The President of the Pontifical Council for the Family, Archbishop Vincenzo Paglia began his lecture on "The Family as a Resource for Society," at the meeting on "Family, Social Changes and New Forms of Poverty," on Friday, 2 October, at the University of Florence, by recalling the image of the families gathered in Philadelphia last week
 
"At the global level—he said—, the debate on the family is centered today on a basic question: the so-called natural family (whether nuclear, that is, constituted by the stable man-woman couple with their children, or extended, i.e. including close relatives in the home) is still a resource for the individual and for society, or if is it a remnant of the past that hinders the emancipation of individuals and the advent of a freer, egalitarian, and happy society? Of course, the family today is losing the protections of the past and now advances in the open sea of a society that is no longer favorable to it, but in the best cases indifferent. Individuals construct the family in the most diverse ways, and society encourages them to do so with the maximum variability. However, what are the consequences? And also: what should we do?"

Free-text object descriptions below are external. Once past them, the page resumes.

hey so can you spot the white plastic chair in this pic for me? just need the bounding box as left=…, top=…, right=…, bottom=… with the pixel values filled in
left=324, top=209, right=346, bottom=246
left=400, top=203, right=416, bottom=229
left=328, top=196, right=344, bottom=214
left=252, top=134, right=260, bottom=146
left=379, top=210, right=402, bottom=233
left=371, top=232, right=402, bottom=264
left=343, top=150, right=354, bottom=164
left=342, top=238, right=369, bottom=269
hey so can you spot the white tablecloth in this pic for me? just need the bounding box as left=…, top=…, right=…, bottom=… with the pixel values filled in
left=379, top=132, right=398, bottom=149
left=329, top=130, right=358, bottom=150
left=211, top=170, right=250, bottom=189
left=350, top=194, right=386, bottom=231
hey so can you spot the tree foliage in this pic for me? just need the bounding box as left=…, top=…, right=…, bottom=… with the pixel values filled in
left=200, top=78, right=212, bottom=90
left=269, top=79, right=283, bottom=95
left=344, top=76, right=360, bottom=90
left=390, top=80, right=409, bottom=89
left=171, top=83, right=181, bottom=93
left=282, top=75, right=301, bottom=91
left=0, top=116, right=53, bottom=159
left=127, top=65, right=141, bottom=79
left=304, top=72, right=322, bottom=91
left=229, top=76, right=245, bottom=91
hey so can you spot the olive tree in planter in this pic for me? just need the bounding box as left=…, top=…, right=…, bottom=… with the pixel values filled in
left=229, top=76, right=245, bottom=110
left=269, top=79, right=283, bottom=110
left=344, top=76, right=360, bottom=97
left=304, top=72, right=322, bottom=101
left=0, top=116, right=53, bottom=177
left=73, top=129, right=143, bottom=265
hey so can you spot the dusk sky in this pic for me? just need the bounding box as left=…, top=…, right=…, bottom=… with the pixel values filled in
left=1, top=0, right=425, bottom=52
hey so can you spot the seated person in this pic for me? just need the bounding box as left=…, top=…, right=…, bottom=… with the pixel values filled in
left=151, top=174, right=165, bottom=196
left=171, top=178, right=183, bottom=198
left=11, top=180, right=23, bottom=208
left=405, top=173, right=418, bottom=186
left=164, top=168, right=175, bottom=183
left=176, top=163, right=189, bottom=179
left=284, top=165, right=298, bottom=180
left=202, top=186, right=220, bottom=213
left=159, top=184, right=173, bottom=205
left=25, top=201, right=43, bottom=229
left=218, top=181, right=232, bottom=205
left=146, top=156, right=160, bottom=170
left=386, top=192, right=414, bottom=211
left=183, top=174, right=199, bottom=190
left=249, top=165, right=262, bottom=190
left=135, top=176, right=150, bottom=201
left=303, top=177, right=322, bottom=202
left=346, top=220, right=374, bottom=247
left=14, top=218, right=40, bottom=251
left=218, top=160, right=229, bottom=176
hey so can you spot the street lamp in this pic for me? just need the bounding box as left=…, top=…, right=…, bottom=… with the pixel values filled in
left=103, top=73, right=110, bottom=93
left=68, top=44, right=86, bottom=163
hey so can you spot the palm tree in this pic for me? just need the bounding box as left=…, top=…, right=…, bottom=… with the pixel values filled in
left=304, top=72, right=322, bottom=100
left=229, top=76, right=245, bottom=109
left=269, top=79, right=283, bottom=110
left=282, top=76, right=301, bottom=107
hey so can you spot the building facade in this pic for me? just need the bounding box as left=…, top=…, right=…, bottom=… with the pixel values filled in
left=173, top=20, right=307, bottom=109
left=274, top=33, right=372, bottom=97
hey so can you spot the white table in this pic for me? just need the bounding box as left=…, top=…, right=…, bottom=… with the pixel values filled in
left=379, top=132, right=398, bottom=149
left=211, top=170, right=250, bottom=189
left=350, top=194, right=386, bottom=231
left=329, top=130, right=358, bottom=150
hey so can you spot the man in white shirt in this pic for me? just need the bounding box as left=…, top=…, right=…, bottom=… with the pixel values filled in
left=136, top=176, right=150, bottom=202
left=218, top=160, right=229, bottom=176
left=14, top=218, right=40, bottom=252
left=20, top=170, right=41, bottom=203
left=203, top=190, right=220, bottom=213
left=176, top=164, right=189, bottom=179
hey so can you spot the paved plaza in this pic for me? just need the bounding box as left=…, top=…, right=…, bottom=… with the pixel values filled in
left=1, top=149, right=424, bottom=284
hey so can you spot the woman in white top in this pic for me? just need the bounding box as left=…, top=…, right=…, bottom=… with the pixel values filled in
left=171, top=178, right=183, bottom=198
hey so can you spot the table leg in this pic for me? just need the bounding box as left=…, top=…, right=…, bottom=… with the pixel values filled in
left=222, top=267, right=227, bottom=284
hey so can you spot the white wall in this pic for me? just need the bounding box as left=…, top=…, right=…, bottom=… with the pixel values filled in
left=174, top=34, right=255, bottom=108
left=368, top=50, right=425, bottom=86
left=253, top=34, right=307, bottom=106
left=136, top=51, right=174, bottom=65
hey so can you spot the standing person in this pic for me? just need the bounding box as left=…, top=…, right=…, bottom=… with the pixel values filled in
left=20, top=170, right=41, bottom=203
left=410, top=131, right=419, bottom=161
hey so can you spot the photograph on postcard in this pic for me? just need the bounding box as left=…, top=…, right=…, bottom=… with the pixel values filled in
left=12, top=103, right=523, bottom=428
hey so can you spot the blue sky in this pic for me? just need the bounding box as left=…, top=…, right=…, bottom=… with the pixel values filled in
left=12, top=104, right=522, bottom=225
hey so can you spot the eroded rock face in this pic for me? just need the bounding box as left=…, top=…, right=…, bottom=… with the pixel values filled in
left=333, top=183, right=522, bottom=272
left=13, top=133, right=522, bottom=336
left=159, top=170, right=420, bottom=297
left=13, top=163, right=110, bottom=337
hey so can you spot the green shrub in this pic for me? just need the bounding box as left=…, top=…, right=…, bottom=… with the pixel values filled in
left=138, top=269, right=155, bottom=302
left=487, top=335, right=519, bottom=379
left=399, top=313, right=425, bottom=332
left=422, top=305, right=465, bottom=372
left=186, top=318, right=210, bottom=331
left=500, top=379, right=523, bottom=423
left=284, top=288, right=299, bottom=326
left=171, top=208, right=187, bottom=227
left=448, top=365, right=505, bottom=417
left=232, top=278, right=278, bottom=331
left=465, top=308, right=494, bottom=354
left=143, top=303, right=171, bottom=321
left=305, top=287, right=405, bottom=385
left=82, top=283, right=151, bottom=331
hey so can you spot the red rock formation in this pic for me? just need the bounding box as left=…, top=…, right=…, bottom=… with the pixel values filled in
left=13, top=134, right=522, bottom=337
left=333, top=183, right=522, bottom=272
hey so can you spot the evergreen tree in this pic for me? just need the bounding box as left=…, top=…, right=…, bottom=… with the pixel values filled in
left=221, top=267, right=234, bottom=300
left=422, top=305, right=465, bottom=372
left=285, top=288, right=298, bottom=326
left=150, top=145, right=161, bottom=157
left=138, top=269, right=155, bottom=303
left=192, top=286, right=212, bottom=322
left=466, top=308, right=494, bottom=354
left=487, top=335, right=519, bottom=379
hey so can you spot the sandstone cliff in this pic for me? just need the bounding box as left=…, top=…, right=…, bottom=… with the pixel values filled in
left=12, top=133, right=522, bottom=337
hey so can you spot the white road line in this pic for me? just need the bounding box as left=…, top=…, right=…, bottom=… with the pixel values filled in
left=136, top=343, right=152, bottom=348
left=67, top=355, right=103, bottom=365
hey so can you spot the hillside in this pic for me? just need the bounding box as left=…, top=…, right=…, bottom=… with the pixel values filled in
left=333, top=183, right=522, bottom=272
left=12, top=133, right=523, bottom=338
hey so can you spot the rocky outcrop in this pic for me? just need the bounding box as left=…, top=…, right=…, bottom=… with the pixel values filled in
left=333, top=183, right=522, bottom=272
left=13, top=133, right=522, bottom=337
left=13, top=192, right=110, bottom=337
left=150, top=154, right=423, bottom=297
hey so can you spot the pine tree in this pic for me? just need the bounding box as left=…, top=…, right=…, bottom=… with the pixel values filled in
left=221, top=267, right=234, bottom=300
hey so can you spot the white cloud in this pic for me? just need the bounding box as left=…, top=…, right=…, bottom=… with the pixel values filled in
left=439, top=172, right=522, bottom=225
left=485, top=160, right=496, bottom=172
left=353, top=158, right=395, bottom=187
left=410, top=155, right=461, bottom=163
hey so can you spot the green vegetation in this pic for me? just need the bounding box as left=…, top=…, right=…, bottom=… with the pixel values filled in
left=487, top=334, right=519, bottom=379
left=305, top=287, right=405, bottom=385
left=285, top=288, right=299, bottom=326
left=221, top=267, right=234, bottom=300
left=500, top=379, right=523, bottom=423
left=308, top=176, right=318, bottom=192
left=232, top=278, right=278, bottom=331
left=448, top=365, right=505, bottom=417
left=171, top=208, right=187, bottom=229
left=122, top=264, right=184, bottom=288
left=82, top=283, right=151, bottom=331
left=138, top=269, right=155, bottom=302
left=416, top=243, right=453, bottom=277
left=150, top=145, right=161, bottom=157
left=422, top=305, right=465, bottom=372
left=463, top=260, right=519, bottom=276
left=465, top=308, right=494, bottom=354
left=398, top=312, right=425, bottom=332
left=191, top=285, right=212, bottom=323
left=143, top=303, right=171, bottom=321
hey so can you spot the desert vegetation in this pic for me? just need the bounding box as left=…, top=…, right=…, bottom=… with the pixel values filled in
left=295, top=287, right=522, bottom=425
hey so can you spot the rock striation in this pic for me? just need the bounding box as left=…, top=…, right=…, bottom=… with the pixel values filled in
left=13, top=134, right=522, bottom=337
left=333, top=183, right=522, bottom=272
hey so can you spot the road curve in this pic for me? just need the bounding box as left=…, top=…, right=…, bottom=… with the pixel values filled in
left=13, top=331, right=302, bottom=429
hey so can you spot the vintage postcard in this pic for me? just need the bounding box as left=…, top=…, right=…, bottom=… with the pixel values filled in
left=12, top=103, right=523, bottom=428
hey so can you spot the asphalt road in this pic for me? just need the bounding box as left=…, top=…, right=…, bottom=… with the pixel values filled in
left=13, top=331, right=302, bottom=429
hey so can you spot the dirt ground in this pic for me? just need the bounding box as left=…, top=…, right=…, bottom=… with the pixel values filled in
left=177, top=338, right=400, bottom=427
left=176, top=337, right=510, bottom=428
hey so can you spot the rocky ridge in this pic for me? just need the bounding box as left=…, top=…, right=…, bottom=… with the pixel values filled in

The President of the Pontifical Council for the Family quoted a survey conducted in several countries (Italy, Poland, Brazil, Spain, USA, Mexico, Argentina, and Chile), which shows that "the family, whether nuclear (prevalent in the most modernized countries) or extended to close relatives (in developing countries), is society‘s primary resource and remains a vital source of those societies that are the bearers of the future. The reason for this is simple: the family is in fact the primary source of society‘s human, social and spiritual capital." There are in consequence a series of requirements, including putting "the family into the heart of the debate, into the visual center of politics and the economy itself and of the Church, not as a reality closed in on itself, rather as as driving force, so that it may go beyond itself." For the family, as "school of otherness," it is necessary to "recognize a new culture of rights:" "The time has come for the social subjects and institutions that claim to defend it to prove in practice that they truly care about a reality and not an idea. This means, on the one hand, recognizing the changed conditions in which the family now lives and with which it must deal on a daily basis; and, on the other hand, showing concretely the willingness to do all they can to support, assist and enrich it in its delicate and valuable social role. Many steps have to be taken, both in politics and in civil society as well as in the Church."